While calculating the median of grouped data of total frequency $N$, in order to find the median class which value should be taken into consideration to match against cumulative frequency : $\frac N2$ or $\frac{N+1}{2}$ (it seems both are used)? I think $\frac{N+1}{2}$ should be taken since in case of list of values (i.e. ungrouped data), its fractional value indicates that the average of $\frac N2 th$ and $(\frac N2 + 1) th$ values should give the median.

And then comes the second part of my question — while calculating the median of grouped data, if the value of $\frac{N+1}{2}$ ( or $\frac N2$) is a fraction, say 50.5, and there is a cumulative frequency 50, then what should we do? Should we take two median classes, one having cumulative frequency 50 and another coming next to it, and calculate two medians considering each of the median class using the formula: $L + \frac {\frac N2 – C}{f} \times w$ and take their average as the ultimate median? Or do something else? I mean what is the correct procedure in this kind of situation?

EDIT:

So, here is a specific problem regarding the second part of my question-

We have to find out the median score from the following frequency distribution table:

Score                :  0-10    10-20    20-30    30-40    40-50
Number of students   :   4        3        5        6        7
Cumulative frequency :   4        7        12       18       25

Here intervals are of type (,] .

Now, $N=25 \implies \frac N2 = 12.5$, which means that we have to look for the interval which covers 12th item and 13th item. Looking at the cumulative frequencies, we see that the 3rd interval(i.e. 20-30) covers the 12th item,while 4th interval(i.e. 30-40) covers the 13th item. If we are supposed to take both the intervals as median class for the sake of using the formula:
$median=L + \frac {\frac N2 – C}{f} \times w$, then we will end up with two medians. We can take the average of these as the required median, though. I want to know the correct procedure here.

Note 1:

I am only concerned with using the above formula and not any other method of finding median of grouped data.
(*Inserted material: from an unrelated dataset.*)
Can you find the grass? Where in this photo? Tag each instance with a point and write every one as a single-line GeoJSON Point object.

There is a variation of the above formula where $\frac{N+1}{2}$ is used instead of $\frac N2$, the first part of my question refers to this confusion as well.

Note 2:

In the formula,

L = lower boundary of the median class
N = total frequency
C = cumulative frequency of the class preceding the median class
f = frequency of the median class
w = width of the median class i.e. upper boundary - lower boundary

Note 3:

If we consider the interval 20-30 as the median class and use the above formula, then the median will be

$20 + \frac{\frac{25}{2} – 7}{5} \times 10 = 31$

Interestingly, considering the interval 30-40 as the median class, we would get the same median using the above formula. Though, I am not sure if this will be the case for every problem of this type. In that case we can take any of the two interval as the median class.

Note 4:

I don't know whether there is any rule for such kind of situation saying that we have to select that cumulative frequency (and hence the corresponding interval as the median class) which is nearer to the value of $\frac N2$, in that case we have to take the interval 20-30 in this example as median class. It will be great and enough if anyone can confirm such a rule.

Best Answer

Because this is essentially a duplicate, I address a few issues that are do not explicitly overlap the related question or answer:

If a class has cumulative frequency .5, then the median is at the boundary of that class and the next larger one.
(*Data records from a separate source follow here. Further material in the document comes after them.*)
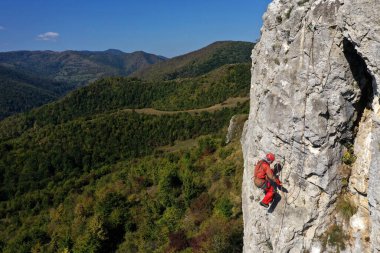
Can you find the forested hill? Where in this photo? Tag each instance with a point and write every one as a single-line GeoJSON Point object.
{"type": "Point", "coordinates": [31, 78]}
{"type": "Point", "coordinates": [21, 92]}
{"type": "Point", "coordinates": [87, 173]}
{"type": "Point", "coordinates": [77, 67]}
{"type": "Point", "coordinates": [199, 62]}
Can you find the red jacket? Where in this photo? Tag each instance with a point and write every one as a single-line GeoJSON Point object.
{"type": "Point", "coordinates": [262, 173]}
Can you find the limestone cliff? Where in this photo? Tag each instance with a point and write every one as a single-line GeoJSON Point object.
{"type": "Point", "coordinates": [314, 101]}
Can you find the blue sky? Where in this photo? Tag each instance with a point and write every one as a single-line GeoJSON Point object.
{"type": "Point", "coordinates": [163, 27]}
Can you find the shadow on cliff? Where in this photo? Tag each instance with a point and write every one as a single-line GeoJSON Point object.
{"type": "Point", "coordinates": [277, 198]}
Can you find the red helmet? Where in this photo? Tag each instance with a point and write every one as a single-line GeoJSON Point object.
{"type": "Point", "coordinates": [270, 157]}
If $N$ is large (really the only case where this method is generally successful), there is little difference between $N/2$ and $(N+1)/2$ in the formula. All references I checked use $N/2$.

Before computers were widely available, large datasets were customarily reduced to categories (classes) and plotted as histograms. Then the histograms were used to approximate the mean, variance, median, and other descriptive measures. Nowadays, it is best just to use a statistical computer package to find exact values of all measures.

One remaining application is to try to re-claim the descriptive measures from grouped data or from a histogram published in a journal. These are cases in which the original data are no longer available.

This procedure to approximate the sample median from grouped data $assumes$ that data are distributed in roughly a uniform fashion throughout the median interval. Then it uses interpolation to approximate the median. (By contrast, methods to approximate the sample mean and sample variance from grouped data one assumes that all obseervations are concentrated at their class midpoints.)